En 1851, en lo alto de las Montañas Bitterroot del Territorio de Montana, vivía la familia Whitaker; cazadores solitarios y autosuficientes que no habían visto una ciudad en años. Jedediah Whitaker, una vez un trampero de pieles en el Missouri, se había instalado en lo profundo del bosque con su esposa Nez Perce, Awenasa, y sus tres hijos.
Su cabaña de troncos estaba junto a un frío arroyo de montaña, y sus vidas siguieron el ritmo de la tierra: migraciones de alces, cosechas de bayas y nieve que podría atraparlos durante semanas. Awenasa enseñó a sus hijos medicina desde las raíces y la corteza; Jed les enseñó cómo disparar un rifle, pero sólo cuando se necesitan. La supervivencia no se trataba de violencia. Se trataba de leer la tierra, confiar en tus instintos, y respetar cada vida tomada.
Un invierno, un extraño se derrumbó fuera de su camarote; un agrimensor herido perdió en un grupo de cartografía.
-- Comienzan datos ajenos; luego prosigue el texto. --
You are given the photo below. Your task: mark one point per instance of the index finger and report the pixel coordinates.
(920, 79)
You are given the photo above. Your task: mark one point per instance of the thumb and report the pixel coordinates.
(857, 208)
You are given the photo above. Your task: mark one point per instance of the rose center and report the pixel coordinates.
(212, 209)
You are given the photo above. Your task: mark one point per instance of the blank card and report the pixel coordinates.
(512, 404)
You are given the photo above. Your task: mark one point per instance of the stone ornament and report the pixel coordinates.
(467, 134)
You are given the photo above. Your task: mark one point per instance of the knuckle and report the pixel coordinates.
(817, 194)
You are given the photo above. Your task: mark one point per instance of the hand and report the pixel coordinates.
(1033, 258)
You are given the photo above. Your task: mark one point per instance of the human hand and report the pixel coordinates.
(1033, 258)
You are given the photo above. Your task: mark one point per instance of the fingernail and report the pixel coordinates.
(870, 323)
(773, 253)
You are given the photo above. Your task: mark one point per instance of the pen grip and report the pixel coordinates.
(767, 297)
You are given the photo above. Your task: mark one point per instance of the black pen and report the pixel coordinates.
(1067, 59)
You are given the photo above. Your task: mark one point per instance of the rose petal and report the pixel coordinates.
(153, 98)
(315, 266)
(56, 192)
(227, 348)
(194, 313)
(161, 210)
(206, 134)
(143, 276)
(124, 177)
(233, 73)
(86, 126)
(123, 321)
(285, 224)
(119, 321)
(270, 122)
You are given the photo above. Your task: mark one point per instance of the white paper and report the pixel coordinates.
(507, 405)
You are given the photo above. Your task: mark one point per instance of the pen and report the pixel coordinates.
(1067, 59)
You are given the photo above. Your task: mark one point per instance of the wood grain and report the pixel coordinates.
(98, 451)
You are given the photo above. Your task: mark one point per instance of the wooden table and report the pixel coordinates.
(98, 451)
Lo acogieron, repararon sus heridas, le alimentaron venado y caldo, y lo enviaron de vuelta en primavera. Más tarde escribiría sobre ellos en un periódico de Denver; llamándolos "la familia fantasma de las Bitterroots. ”
A los Whitakers no les importaba la fama. Vivían según una ley más antigua; el silencio de la nevada, las huellas de un ciervo, y las historias pasadas en susurros junto al fuego.